Wheelchair_Accessibility_Graphic

On Wheelchair Accessiblity

By HYUN JO KIM ’16

D uring the Fall Term of her Fifth Form year, Isabella Pirozzolo ’16 suffered an injury and tore her ACL. For the next three months, Pirozzolo was faced with the challenge of navigating the campus on crutches. “Obviously, the campus is large, which doesn’t help, but it is really the little things that make accessibility especially difficult. For example, I realized that you can’t get into Schoolhouse or Chapel without going up stairs unless you want to walk all the way around the building. You also can’t get to the drawing studios.”

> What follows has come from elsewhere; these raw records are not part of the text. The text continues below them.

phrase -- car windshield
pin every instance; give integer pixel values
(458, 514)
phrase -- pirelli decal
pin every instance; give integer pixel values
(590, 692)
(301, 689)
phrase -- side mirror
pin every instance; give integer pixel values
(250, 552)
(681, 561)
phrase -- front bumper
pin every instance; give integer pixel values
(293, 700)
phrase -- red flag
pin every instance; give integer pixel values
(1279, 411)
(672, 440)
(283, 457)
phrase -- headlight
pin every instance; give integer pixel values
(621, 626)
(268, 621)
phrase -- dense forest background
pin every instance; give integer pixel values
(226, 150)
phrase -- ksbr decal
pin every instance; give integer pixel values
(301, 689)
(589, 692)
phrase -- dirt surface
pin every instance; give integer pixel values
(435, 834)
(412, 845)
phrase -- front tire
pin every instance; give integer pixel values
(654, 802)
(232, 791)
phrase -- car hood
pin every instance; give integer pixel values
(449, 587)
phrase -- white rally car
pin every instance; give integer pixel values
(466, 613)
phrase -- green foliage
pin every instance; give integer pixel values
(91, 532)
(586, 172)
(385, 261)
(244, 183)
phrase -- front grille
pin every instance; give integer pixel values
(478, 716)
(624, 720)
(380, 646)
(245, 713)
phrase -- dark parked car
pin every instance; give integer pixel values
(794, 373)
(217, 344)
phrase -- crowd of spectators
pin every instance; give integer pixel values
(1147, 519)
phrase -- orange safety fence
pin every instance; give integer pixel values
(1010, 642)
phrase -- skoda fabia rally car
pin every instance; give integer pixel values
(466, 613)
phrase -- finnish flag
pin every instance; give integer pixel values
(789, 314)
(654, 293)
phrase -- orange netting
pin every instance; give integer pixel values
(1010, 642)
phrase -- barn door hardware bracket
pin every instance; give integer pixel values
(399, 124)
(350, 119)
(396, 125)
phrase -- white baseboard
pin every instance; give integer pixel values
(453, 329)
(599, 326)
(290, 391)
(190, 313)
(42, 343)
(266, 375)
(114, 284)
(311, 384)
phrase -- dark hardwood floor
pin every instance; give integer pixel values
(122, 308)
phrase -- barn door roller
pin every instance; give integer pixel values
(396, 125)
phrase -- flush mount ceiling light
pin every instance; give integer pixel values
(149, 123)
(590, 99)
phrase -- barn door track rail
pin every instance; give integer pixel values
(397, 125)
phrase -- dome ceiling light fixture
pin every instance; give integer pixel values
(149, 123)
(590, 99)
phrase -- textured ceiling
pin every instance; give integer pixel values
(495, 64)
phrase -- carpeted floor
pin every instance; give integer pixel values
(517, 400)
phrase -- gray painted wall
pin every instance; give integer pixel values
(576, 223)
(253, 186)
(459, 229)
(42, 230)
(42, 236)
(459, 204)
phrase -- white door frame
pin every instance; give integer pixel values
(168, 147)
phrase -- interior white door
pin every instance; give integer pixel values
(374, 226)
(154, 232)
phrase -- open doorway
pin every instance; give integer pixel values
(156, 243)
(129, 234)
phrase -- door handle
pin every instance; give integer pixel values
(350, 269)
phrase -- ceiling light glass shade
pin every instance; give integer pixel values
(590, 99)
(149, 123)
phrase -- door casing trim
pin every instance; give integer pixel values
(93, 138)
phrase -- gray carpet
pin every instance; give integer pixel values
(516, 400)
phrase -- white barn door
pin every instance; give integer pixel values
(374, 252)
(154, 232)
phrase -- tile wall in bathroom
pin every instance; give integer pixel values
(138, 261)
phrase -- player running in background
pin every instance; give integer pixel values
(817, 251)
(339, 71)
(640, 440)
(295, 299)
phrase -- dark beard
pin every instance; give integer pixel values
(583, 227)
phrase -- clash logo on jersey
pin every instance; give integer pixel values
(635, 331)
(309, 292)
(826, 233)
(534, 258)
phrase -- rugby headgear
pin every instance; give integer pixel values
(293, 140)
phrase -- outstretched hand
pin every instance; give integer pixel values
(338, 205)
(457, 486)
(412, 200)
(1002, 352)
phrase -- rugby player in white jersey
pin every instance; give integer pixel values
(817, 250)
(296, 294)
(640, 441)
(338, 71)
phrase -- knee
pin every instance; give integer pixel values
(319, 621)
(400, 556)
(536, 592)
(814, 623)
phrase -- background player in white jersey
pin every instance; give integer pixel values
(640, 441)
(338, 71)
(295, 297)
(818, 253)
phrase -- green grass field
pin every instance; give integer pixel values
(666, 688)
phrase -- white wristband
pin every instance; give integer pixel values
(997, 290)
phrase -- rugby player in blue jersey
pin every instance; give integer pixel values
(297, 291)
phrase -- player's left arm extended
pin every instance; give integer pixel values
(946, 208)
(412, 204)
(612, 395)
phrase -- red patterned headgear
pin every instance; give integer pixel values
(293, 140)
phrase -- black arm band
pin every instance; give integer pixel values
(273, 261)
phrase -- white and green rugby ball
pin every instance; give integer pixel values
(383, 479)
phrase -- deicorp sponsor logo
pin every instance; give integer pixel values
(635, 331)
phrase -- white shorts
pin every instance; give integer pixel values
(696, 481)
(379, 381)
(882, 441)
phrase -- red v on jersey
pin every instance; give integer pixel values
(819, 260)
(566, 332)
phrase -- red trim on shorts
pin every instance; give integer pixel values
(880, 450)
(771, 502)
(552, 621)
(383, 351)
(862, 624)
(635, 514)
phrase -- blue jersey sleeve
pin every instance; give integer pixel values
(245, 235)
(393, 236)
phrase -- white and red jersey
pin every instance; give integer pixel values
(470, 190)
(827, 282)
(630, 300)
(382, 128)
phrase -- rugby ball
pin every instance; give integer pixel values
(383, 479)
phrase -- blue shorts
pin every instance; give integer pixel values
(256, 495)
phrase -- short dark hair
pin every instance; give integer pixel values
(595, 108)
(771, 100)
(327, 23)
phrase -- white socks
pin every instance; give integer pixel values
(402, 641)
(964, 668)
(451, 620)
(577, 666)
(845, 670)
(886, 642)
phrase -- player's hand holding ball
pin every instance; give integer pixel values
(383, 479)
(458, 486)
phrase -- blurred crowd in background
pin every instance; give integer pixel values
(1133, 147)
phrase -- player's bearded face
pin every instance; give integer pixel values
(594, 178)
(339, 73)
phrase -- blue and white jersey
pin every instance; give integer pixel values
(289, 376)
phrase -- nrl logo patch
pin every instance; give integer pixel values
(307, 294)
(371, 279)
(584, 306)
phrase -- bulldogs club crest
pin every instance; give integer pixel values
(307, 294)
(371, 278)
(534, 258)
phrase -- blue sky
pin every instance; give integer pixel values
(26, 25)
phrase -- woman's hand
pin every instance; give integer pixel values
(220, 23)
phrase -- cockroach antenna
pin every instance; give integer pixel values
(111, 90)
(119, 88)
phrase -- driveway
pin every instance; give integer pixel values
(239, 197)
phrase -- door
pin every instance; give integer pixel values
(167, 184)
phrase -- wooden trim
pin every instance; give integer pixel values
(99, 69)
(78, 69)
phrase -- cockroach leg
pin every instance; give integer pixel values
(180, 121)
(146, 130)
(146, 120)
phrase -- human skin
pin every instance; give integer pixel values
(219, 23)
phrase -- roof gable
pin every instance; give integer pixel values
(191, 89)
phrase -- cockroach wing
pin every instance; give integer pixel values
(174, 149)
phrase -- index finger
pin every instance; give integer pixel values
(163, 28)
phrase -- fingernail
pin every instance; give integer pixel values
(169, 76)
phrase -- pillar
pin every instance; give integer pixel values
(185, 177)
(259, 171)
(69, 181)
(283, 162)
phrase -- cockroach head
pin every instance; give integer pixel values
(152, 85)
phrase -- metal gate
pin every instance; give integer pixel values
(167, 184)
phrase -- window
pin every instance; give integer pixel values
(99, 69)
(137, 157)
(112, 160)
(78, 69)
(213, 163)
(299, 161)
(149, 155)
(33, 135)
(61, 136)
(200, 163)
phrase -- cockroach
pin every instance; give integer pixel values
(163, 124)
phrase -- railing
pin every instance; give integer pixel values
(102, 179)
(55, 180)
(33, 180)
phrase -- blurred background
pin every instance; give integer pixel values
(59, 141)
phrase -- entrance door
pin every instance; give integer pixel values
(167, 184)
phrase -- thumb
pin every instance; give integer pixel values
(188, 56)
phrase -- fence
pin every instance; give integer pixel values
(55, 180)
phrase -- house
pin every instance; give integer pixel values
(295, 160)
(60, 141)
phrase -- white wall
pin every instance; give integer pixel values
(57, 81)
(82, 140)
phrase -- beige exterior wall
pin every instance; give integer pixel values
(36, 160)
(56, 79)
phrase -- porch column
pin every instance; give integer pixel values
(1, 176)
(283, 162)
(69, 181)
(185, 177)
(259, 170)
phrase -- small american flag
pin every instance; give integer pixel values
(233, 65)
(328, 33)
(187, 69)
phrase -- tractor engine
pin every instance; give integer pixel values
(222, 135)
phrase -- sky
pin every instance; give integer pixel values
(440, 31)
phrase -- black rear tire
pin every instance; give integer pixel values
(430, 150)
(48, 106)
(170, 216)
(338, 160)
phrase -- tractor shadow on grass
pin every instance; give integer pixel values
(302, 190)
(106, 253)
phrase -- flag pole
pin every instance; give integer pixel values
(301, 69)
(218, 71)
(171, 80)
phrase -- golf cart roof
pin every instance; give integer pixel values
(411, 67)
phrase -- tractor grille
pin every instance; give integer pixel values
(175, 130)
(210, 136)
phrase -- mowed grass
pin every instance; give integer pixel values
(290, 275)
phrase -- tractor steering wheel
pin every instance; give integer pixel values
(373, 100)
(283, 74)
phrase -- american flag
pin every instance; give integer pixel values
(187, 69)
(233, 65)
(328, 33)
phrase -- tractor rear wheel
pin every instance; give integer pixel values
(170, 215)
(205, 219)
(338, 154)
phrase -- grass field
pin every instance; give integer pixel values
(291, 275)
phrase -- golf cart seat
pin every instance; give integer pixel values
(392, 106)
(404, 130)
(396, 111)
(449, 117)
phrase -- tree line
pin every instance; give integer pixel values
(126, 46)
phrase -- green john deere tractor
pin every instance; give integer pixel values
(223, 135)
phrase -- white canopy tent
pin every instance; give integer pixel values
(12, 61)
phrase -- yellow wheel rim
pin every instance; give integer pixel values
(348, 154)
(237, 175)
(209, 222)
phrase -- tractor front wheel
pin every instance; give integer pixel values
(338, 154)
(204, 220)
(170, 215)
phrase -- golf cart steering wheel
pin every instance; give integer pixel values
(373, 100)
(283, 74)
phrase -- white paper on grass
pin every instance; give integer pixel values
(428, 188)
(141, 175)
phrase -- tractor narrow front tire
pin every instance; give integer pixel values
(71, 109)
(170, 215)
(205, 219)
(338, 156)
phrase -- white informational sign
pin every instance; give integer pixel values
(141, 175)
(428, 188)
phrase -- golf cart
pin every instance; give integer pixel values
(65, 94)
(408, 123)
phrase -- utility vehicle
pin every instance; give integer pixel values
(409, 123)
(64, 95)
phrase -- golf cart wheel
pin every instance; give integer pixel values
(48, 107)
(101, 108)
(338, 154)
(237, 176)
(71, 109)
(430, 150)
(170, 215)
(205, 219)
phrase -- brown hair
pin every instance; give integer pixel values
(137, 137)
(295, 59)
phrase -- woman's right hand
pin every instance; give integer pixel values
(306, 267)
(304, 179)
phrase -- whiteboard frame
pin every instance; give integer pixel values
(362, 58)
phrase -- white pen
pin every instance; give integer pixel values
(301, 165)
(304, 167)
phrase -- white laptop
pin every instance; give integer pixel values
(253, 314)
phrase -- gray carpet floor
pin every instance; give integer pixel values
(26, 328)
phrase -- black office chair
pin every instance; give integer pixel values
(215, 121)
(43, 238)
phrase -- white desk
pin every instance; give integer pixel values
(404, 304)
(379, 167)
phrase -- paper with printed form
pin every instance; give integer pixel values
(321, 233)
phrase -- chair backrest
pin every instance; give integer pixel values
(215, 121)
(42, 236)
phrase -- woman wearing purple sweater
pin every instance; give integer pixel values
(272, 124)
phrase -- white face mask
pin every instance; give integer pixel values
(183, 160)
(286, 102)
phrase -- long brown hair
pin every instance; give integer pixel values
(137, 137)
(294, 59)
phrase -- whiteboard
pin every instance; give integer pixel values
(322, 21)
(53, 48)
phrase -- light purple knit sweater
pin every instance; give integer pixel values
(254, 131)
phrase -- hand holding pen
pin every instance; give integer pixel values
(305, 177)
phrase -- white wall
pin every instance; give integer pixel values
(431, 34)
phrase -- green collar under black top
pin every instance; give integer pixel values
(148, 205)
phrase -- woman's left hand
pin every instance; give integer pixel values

Like Pirozzolo, many students who suffer injuries on campus find themselves struggling to get around campus. Indeed, it is no secret to the School that accessibility is an issue on campus, and the challenge is far greater for those in wheelchairs. As many student tour guides know, the wheelchair routes on campus are full of side doors and detours, and transportation within a dorm “To say this is a challenging campus to navigate in a wheelchair would be an understatement,” comments Mr. Ben Jorgensen, Director of Facilities Operations & Engineering.

Mr. Jorgensen explains that the geographic layout of the campus is a major contributor to the challenges of wheelchair navigation. “Not only are the buildings spread over a large area …but for a good part of the year, [the campus] is frequently covered with snow.” Another major obstacle for accessibility is the steep hills that form a major part of the campus terrain. “Regulations state that you can drop 1 inch for every 20 inches of run when constructing wheelchair ramps,” says Mr. Paul Lachance, who helps oversee the renovation of School buildings. Mr. Lachance says that under these regulations, it is next to impossible to construct wheelchair ramps in certain sloped areas on campus.

Complicating matters is the sheer age of many SPS buildings. Most major facilities were completed before the implementation of the Americans with Disabilities Act (ADA) of 1990, which included several building codes about wheelchair ramps and accessible bathrooms. As a result, newer buildings such as the Lindsay Center or the Athletic and Fitness Center have a much higher standard of wheelchair accessibility. A large number of older buildings have also been renovated since the nineties to fit ADA standards. The Chapel, for instance, underwent construction in 2003 to add a wheelchair-accessible ramp. Unfortunately, other buildings – such as Memorial Hall – have yet to be significantly renovated to increase accessibility.

In fact, the area around Memorial Hall – which includes Moore, Freeman, and the Music and Dance Buildings – is arguably the most problematic in terms of wheelchair accessibility today. None of these buildings have been significantly renovated in recent years, and as a result are lacking in terms of ramps and accessible bathrooms when compared to the rest of campus. Furthermore, the steep, sloping geographic structure of the area means that the construction of proper ramps is difficult if not physically impossible. However, recent years have seen a number of positive changes for campus wheelchair accessibility. For example, one of the most common wheelchair obstacles found in SPS buildings are front steps. These steps, which can be seen in buildings such as the Schoolhouse and Moore, were first conceived as a simple way to prevent snow from getting into doorways. However, this feature came with side effect of hampering the free entry of wheelchairs into these buildings. In the past two years, underground heating systems have been implemented as an alternative to front steps. These systems – which were installed in the Athletic and Fitness Center in 2014 and in Clark House last summer – are found underneath the entryway to buildings and address the issue of snow accumulation without creating steps.

In addition, when the Coit Dining Hall was renovated, a new entryway and bathrooms were added next to the common room for increased accessibility. Furthermore, thanks to recent changes in the School’s master plan, the “problem zone” surrounding Memorial Hall will also see significant improvement in the coming years. Hargate, Moore, and Freeman will all go under construction this year, and will have ramps and other aids installed to increase accessibility. The Music and Dance Buildings will also go through bathroom renovation.

“We’re in pretty good shape when it comes to buildings,” says Mr. Lachance. He explains that the majority of school buildings have been renovated since the passing of ADA, and that once the constructions of Hargate, Moore and Freeman are completed virtually all major buildings will have accessibility ramps and adequate wheelchair-accessible bathrooms.

Of course, there will always be some problems that will remain due to the sheer size and age of our campus; Memorial Hall, for instance, does not have planned renovations in coming years and still does not have accessible bathrooms, and the lack of elevators in some dorms is still a potential issue. However, what is clear is that the School has been vigilant in working to bring accessibility throughout campus and considerate of the challenges faced by wheelchair users at SPS. “We’ve made accommodations in the past for [students and faculty] on wheelchairs,” says Mr. Lachance. “And we’ll continue to do so.”